Ask communications professor Linda Kurz about her decades of research and teaching, and she’ll reveal an unexpected inspiration: her 12-year-old Polish lowland sheep dog, Max.
Kurz is passionate about helping students thrive in public speaking scenarios. She also adores her “shaggy dog,” who she insists is like “one of her children.” Naturally, when the idea came to blend these two loves into one unique research question, it quickly became Kurz’s central focus— one she’s been studying since 2009.
“I was reading one day about how patients were being treated with therapy dogs at the Los Angeles Heart Institute,” Kurz recalled. “I thought, ‘If they can help with those kinds of conditions, would a therapy animal help reduce moderate to severe anxiety in a public speaking class?’”
Kurz and rescue dog Max had already completed a therapy animal class and certification. Kurz remembers that the process included kids running, screaming and throwing things across the room to see how Max would react.

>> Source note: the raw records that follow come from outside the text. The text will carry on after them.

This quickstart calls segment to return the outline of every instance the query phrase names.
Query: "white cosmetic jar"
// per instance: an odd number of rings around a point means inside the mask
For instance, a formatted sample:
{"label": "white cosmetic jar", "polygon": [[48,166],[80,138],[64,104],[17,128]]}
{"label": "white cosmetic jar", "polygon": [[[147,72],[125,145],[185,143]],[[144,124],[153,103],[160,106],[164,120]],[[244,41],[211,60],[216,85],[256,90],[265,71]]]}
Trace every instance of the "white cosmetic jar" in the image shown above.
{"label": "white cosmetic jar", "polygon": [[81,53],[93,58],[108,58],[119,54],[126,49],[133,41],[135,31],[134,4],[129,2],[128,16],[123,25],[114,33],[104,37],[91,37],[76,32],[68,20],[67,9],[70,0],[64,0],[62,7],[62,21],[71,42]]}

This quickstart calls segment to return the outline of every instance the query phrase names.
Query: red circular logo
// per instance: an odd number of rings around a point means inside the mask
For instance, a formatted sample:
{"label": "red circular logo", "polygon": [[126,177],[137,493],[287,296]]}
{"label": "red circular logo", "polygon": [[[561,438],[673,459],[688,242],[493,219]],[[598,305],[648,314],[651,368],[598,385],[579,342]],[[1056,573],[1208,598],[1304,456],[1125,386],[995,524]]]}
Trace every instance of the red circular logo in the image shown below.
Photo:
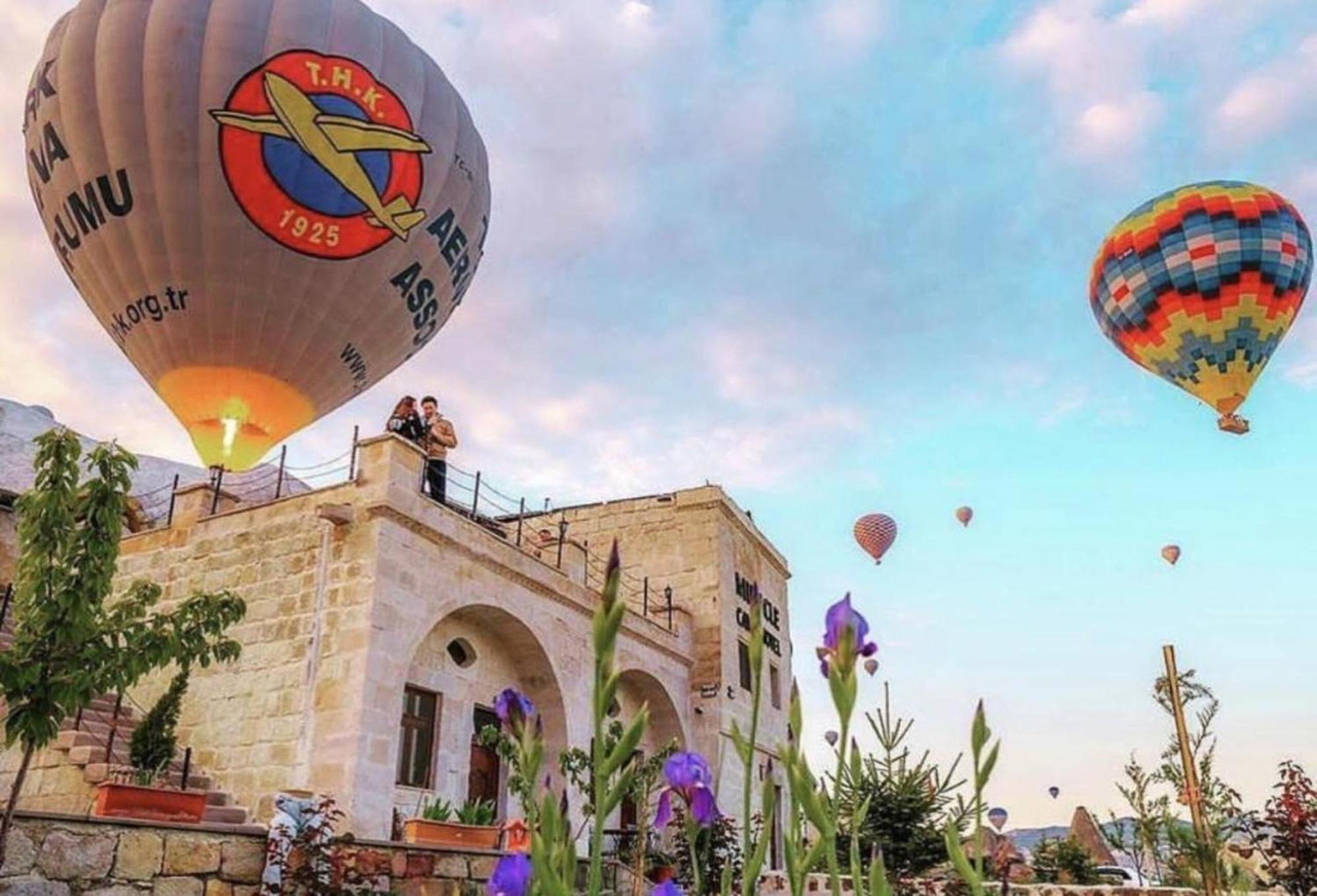
{"label": "red circular logo", "polygon": [[287,50],[244,75],[211,116],[233,198],[295,252],[356,258],[425,219],[416,202],[431,148],[360,62]]}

The canine’s next test? A college campus.
After Kurz consulted a review board and collected student permission slips, Max made his classroom debut in one of Kurz’s introductory public speaking courses. Due to the nature of the study, students could opt out and leave class at any time— an anxious speaker’s dream. Yet, according to Kurz’s research Max’s presence helped them stay and push through the nerves.

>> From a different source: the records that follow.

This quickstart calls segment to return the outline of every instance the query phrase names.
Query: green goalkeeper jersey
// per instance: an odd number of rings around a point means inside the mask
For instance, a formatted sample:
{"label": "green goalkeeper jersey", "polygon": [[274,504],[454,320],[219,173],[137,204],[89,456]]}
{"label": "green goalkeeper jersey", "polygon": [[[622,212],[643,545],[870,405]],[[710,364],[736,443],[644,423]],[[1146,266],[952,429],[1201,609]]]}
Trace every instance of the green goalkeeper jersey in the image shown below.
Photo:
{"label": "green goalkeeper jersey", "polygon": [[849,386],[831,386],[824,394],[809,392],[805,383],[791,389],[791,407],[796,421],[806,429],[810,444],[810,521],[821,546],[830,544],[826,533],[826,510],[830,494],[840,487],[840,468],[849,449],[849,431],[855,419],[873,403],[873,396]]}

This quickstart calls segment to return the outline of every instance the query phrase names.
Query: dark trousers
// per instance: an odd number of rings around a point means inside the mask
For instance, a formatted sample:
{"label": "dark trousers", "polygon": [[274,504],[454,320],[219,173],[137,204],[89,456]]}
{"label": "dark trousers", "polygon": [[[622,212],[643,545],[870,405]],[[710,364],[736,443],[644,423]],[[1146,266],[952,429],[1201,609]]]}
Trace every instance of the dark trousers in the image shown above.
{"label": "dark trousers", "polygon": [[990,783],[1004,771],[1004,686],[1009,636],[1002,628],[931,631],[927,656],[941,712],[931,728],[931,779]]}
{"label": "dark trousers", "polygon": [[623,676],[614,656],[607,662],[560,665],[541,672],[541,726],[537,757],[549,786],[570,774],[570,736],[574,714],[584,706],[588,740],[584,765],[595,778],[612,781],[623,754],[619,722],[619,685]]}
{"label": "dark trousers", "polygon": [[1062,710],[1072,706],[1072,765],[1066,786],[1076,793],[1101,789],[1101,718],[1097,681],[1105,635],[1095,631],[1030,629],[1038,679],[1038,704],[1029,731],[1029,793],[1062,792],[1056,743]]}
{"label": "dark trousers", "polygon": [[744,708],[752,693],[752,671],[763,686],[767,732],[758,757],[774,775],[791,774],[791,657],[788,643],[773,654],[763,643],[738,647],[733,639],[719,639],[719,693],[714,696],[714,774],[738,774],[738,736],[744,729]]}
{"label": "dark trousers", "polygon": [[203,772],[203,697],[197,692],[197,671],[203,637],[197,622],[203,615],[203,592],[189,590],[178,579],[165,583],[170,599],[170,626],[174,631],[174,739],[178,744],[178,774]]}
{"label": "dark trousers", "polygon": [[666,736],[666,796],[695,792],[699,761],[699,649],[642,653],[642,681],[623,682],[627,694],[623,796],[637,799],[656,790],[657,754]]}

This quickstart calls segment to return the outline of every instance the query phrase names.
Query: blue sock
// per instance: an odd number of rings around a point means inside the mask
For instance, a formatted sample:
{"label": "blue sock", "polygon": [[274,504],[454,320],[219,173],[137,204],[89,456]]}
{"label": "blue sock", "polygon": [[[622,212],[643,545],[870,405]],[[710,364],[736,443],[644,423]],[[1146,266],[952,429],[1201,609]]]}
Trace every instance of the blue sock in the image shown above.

“Before her speech, one student reported that she couldn’t go through with it and was getting ready to leave the class,” Kurz detailed.
“Then, she saw that my dog was sitting there.”
Kurz said she will always remember watching as the young woman took Max’s leash and lead him to the front of the room, where he sat right beside her. When her voice started to waver, Kurz saw Max move closer.
“She said that, at that time, she realized she could make it through the speech,” Kurz recounted.
The rest of the group reported similar results. In particular, Kurz remembers the marked change in a shy pre-med student who had previously admitted to taking two Valium pills before each class period.
It’s powerful stories like these Kurz relies on when other scholars dismiss her work as “cute” or “crazy,” criticisms she says she hears often.
In fact, Kurz believes this research now stands with more validity than ever, as animals have become a prominent method of helping the anxious, elderly and other populations.
Though she once felt like one of the only scholars researching the phenomenon, Kurz now attends conferences like the Human Animal Interaction Conference, which brings together those studying the “human-animal bond.”
For Kurz, this connection can be seen in the photos of her and Max that she always has ready to show. As she beams at a picture of her long-haired companion, she laughs and turns to ask a question.
“Don’t you just think students would love him?”